We all respect the sacrifices made by our soldiers. We all mourn the losses they have suffered in this war. But let us honor them by doing all we can to ensure their sacrifices were not made in vain. Let us show an appropriate humility by recognizing that so little is asked of us compared to the burdens we imposed on them, and let us show just a small, but significant measure of their courage, resolve and patriotism by putting our country's interests before every personal or political consideration.
In closing, I'd like to bring to your attention the gallantry and patriotism of one American who served with distinction in Iraq, a Navy SEAL, who refuses to quit his mission and let the country he loves so well suffer the terrible harm our defeat would entail. A few days ago, Petty Officer First Class Mark Robbins' unit was ambushed outside Baghdad. During the ensuing firefight, he spotted an insurgent with an RPG, and immediately stepped out from cover and exposed himself to enemy fire to take out the terrorist before he could fire. He saved the lives of his comrades, but was gravely wounded as he did so. He was shot in the eye by another insurgent with an AK-47. The bullet exited the back of his head about three inches behind his ear. He was initially knocked unconscious but came to, continued to fight and then, despite the severity of his wound, walked to the evacuation helicopter. He was eventually taken to Landstuhl military hospital in Germany. As is the custom of Navy SEALs, he was accompanied by one of his comrades, Petty Officer Second class McLean Swink.
On our way home from Iraq, our delegation stopped in Germany for refueling and crew rest, and I had the privilege of visiting some of our wounded at Landstuhl. I briefly stopped in Mark Robbins' room, but he was sedated and unable then to communicate. I spent a few moments there, and talked to his buddy, before I went to visit other wounded soldiers. Not too long after I had left Mark's room, Petty Officer Swink found me and told me Mark was awake and had asked to see me. So I returned. When I entered his room and approached his bedside, he struggled with great difficulty to sit up, stiffened his body as if he were trying to stand at attention, grasped my hand tightly and wouldn't let go.
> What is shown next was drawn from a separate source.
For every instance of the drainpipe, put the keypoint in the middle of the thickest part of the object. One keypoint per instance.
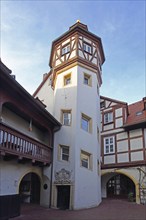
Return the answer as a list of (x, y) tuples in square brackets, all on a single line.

And then he whispered to me not to worry, "We can win this fight. We can win this fight." Mark, as another person observed, looks like the "toughest kid on the high school football team." He is tough, and brave, and very young. But more than that, he's an inspiration to those who are only called upon to subordinate a temporary political advantage to the security of our good and great nation. Petty Officer Mark Robbins, an American hero, believes we can still win this fight. I'll take his word for it, and accept my responsibility to help the cause he sacrificed so much to defend. Thank you.